Training the police is as important to stabilizing Iraq as standing up an army there, but the United States has botched the job by assigning the wrong agencies to the task, two members of the Iraq Study Group say.
“The police training system has not gone well,” former Rep. Lee Hamilton, who co-chaired the bipartisan commission, said in remarks prepared for delivery Wednesday to the Senate Judiciary Committee. He was joined in his statements by another member of the study group, Edwin Meese III, who was attorney general during the Reagan administration.
The U.S. erred by first assigning the task of shaping the judicial system in a largely lawless country to the State Department and private contractors who “did not have the expertise or the manpower to get the job done,” Hamilton and Meese said in testimony obtained by The Associated Press.
In 2004, the mission was assigned to the Defense Department, which devoted more money to the task. But department officials also were insufficiently trained for the job, Hamilton and Meese said.
As a result, Iraq has little if any on-the-street law enforcement personnel or a functioning judicial system free of corruption, they said.
Justice Department officials, they said, should lead the work of transforming the system. Police executives and supervisors should replace the military police personnel now assigned.

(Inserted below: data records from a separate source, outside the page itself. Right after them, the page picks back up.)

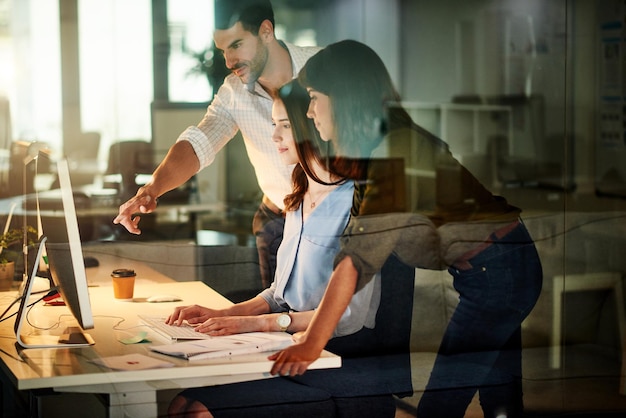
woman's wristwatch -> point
(283, 321)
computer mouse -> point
(163, 298)
(91, 262)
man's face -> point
(245, 53)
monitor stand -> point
(73, 337)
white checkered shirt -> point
(233, 108)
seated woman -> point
(316, 214)
(479, 237)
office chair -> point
(128, 159)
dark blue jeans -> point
(481, 348)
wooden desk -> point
(130, 393)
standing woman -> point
(446, 219)
(317, 211)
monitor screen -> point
(67, 270)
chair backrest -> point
(129, 158)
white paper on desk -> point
(131, 362)
(225, 346)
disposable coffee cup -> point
(123, 284)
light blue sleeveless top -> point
(305, 263)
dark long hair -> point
(251, 13)
(309, 146)
(365, 104)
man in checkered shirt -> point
(259, 64)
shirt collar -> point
(257, 89)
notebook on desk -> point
(226, 346)
(184, 332)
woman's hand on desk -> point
(193, 314)
(296, 359)
(228, 325)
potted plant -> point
(210, 63)
(10, 249)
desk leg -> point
(580, 282)
(133, 404)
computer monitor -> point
(67, 271)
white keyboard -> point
(174, 333)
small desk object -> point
(130, 393)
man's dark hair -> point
(251, 13)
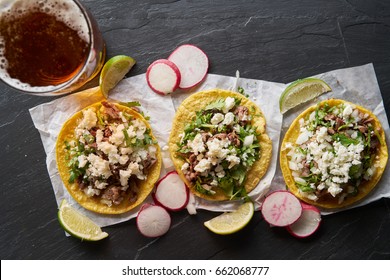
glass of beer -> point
(48, 47)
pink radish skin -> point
(171, 192)
(193, 64)
(281, 208)
(153, 220)
(163, 76)
(308, 223)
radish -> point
(281, 208)
(163, 76)
(193, 64)
(171, 192)
(153, 220)
(308, 223)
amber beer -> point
(49, 46)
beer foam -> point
(65, 11)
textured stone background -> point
(270, 40)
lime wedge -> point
(231, 222)
(113, 71)
(78, 225)
(301, 91)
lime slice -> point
(78, 225)
(113, 71)
(231, 222)
(301, 91)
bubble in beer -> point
(67, 12)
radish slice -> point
(163, 76)
(193, 64)
(153, 220)
(191, 208)
(308, 223)
(171, 192)
(281, 208)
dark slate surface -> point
(270, 40)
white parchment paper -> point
(48, 118)
(357, 85)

How completely clueless do you have to be when it doesn’t strike you for almost four years that police training is a job best accomplished by law enforcement professionals?

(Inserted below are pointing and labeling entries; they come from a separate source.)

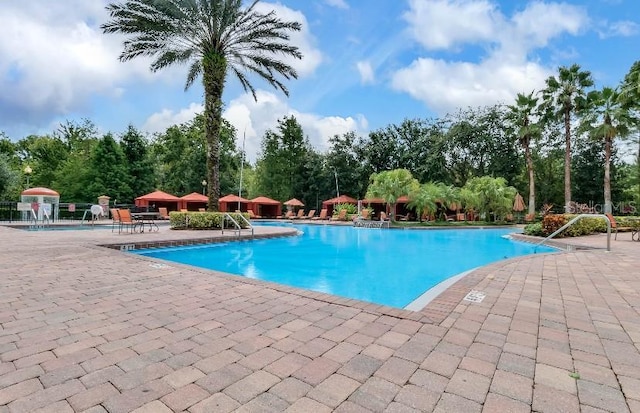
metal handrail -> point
(576, 219)
(235, 223)
(246, 221)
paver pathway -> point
(86, 328)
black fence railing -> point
(66, 211)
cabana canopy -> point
(342, 199)
(193, 201)
(294, 202)
(159, 199)
(266, 207)
(229, 203)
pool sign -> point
(475, 296)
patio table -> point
(146, 218)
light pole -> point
(27, 172)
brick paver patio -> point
(87, 328)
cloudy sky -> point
(366, 64)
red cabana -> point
(230, 203)
(266, 207)
(159, 199)
(342, 199)
(193, 201)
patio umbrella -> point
(294, 202)
(518, 203)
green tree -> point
(215, 38)
(564, 96)
(140, 171)
(494, 197)
(423, 198)
(45, 155)
(9, 179)
(521, 115)
(108, 172)
(279, 164)
(343, 161)
(391, 185)
(606, 119)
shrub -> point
(552, 222)
(204, 220)
(351, 209)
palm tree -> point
(423, 199)
(520, 115)
(391, 185)
(214, 37)
(563, 97)
(607, 118)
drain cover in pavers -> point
(475, 296)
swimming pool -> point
(391, 267)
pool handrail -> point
(576, 219)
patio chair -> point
(126, 220)
(323, 215)
(342, 216)
(300, 214)
(115, 216)
(163, 213)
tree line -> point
(525, 143)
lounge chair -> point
(300, 214)
(323, 215)
(126, 220)
(252, 214)
(163, 213)
(115, 216)
(342, 216)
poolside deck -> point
(87, 328)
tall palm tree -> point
(521, 115)
(215, 37)
(563, 97)
(607, 118)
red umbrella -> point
(294, 202)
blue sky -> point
(366, 64)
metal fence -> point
(66, 211)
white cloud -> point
(624, 28)
(52, 58)
(366, 72)
(160, 121)
(341, 4)
(504, 70)
(254, 118)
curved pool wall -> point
(390, 267)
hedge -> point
(205, 220)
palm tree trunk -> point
(567, 160)
(532, 187)
(214, 73)
(607, 173)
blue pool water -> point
(391, 267)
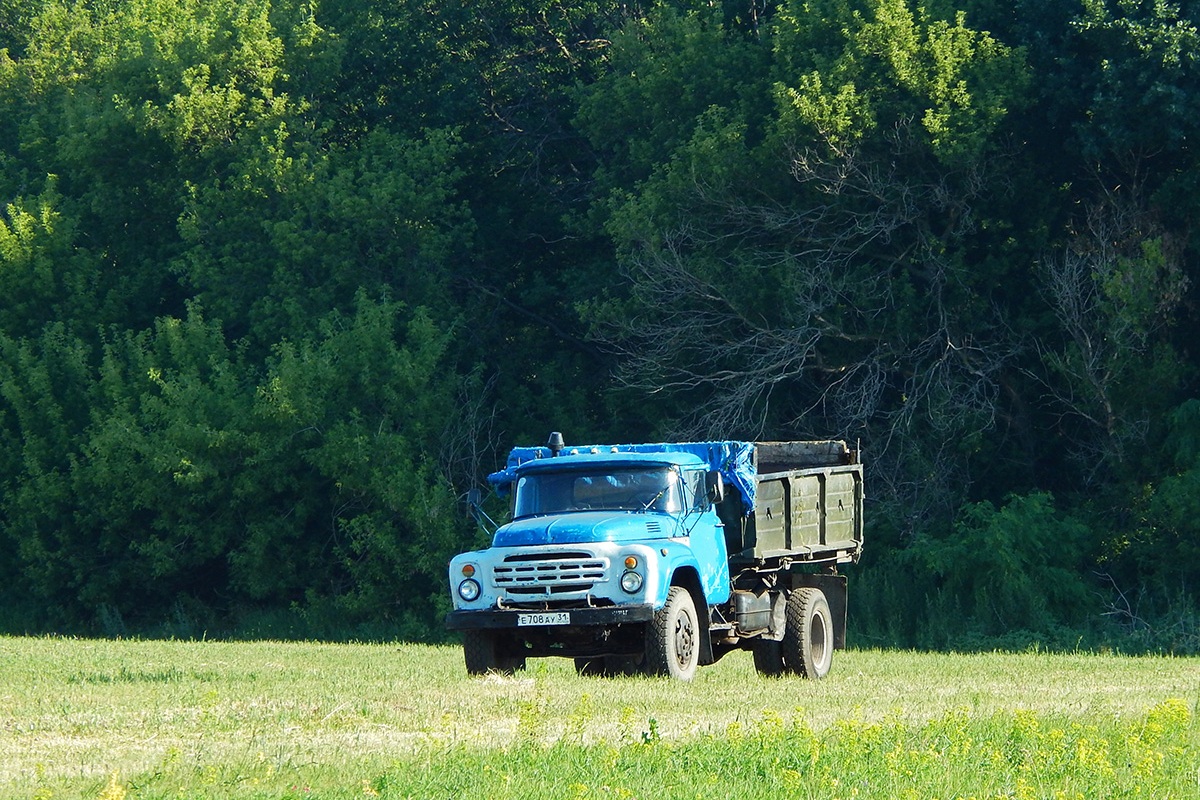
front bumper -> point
(465, 620)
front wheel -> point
(672, 637)
(808, 633)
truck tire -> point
(808, 633)
(672, 637)
(485, 651)
(768, 657)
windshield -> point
(623, 489)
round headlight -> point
(630, 582)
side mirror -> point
(477, 511)
(714, 486)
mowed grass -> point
(112, 720)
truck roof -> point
(574, 458)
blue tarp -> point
(732, 459)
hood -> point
(586, 527)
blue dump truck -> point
(658, 558)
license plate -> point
(546, 618)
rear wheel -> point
(672, 637)
(808, 633)
(489, 651)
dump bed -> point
(808, 505)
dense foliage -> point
(283, 280)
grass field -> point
(112, 720)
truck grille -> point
(550, 573)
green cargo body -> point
(808, 505)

And there have, of course, been enough stories about how every other aspect of our vaunted reconstruction effort in Iraq was managed in the same way.
Think for a minute how different the attitude of the average Iraqi would have been towards US forces in Iraq if we had actually built those schools, restored electricity and power, restored law and order before the insurgency got under way. Think for a minute how the insurgency might have gone initially if we had had the active support of the average Iraqi, instead of their simmering resentment.
At the risk of sounding sexist, I cannot help feeling that if only we had put women in charge, things would be very different in Iraq today.
jeremy wrote:
I wonder why you think that is. Why would a woman be any better than at least a capable male president, assuming that his head is not shrouded by his own anus?
Posted 01 Feb 2007 at 2:55 pm ¶
sarabeth wrote:
C’mon, everybody knows women are blessed with oodles of common sense.
Posted 01 Feb 2007 at 3:51 pm ¶
jamie beth wrote:
ok, here we go….i think everyone knows i’m post feminist in the sense that i believe in equality, not women’s’ rights and i do believe that the sexes have differences, meaning that men and women are EQUAL, not the SAME. whether you are talking common sense or just plain pissing contests, women approach things differently. i venture to say that there are far fewer female megalomaniacs than male megalomaniacs, at least history has shown us that all megalomaniac rulers have been male (unless i’m missing someone). so, from my stand point, everything, absolutely everything would be different if a woman were in charge. would it be better? i can’t say. but it would be different. and prettier.
Posted 01 Feb 2007 at 6:51 pm ¶
sarabeth wrote:
oh dear! devil’s advocate time…
to be fair, maybe female megalomaniacs have just been deprived of equal opportunity? in other words, far fewer women in charge has translated into far fewer megalomaniacs, but the propensity towards megalomania could well be the same?
India’s Indira Gandhi?
Posted 01 Feb 2007 at 7:20 pm ¶
matt wrote:
thatcher wasn’t exactly a picnic either.
Posted 01 Feb 2007 at 7:25 pm ¶
jamie beth wrote:
i don’t think either qualify as true megalos…do they? i agree that it MIGHT just be less opportunity, but something in my girl-gut tells me otherwise.
Posted 01 Feb 2007 at 8:15 pm ¶
sarabeth wrote:
I hadn’t realized this before, but guess who used to be in charge of the training program for the Iraqi army and police? None other than Bush’s knight in shining armor, the one who’s now going to ride to the rescue and set everything to rights: Gen. David Petraeus.